Untuk menggalakkan makanan tradisional ini, perlu komitmen kita semua, perlu kesadaran kita semua, perlu "mengikis" aspek gengsi kita semua. Biasanya dikalangan anak negeri ini lebih bergengsi bila mereka makan "makanan siap saji", mereka tahan antri berjam-jam pada saat membeli makanan tersebut. Untuk itu, jika kita mau back to basic, kita harus "mengikis" kebiasaan dan rasa gengsi kita.
Bila kita sandingkan penjual gado-gado dengan penjual ayam goreng (fried chicken) di Mal atau di Kaki Lima, maka sudah dapat dipastikan konsumen akan berbondong-bondong menyerbu ayam goreng , ketimbang gado-gado. Inilah fakta yang ada dan inilah dinamikan yang berkembang dibelantika anak negeri ini.
Â
Perlu Merubah Kebiasaan.
Untuk back to basic, memang tidak semudah membalik telapak tangan, tidak semuda apa yang kita banyangkan, perlu perjuangan yang tidak ringan, perlu komitmen yang tinggi, perlu penyadaran yang maksimal.

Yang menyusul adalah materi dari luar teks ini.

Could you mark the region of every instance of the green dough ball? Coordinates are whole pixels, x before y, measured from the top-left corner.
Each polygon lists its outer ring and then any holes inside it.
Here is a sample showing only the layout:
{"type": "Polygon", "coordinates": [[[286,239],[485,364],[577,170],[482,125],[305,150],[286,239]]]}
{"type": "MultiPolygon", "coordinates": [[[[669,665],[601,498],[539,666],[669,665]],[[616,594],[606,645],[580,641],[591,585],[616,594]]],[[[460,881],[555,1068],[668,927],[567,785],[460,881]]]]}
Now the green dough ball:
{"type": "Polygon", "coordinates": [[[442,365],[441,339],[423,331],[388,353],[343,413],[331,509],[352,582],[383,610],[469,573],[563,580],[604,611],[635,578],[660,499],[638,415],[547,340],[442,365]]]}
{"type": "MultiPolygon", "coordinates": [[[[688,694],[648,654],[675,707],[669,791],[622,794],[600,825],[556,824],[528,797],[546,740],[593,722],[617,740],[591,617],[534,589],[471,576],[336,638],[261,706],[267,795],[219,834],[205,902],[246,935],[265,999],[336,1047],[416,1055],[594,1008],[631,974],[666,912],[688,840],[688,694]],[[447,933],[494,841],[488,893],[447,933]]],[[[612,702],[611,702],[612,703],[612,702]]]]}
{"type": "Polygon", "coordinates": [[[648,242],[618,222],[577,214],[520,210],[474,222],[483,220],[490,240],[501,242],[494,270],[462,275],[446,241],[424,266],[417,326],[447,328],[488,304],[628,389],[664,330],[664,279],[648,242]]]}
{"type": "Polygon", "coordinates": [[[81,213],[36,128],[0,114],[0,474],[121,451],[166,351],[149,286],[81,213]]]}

Menurut saya, kita perlu merubah kebiasaan yang selama ini "terpatri" dalam diri kita. Istilah "Aku Anak Keju,Engkau Anak Singkong" mungkin perlu ditiadakan, diganti dengan "Aku Anak Indonesia dan Cinta Indonesia". Saya tidak bisa membayangkan, jika disebagian besar anak negeri ini sudah merubah "minset" --nya, kembali back to basic tersebut.
Dengan demikian, maka tindakan kita merubah kebiasaan mengedepankan makanan sehat, makanan tradisonal, makanan alami tersebut, juga akan mendorong pelaku bisnis akan memberhentikan penggunaan bahan berbahaya bagi kesehatan konsumen dan akan berupaya menjual makanan tradisonal, makanan sehat dan makanan alami.
Terakhir yang tidak kalah pentingnya adalah, bagaimana kedepan ini pelaku bisnis harus dan harus juga back to basic, harus dapat menjunjung tinggi etika bisnis dan harus dapat memposisikan konsumen sebagai raja serta memposisikan konsumen  bagian intergral kemajuan dan perkembangan unit bisnis kita. Artinya konsumen jangan hanya dijadikan objek semata, tetapi konsumen juga harus diposisikan sebagai subjek. Selamat Berjuang!!!!!!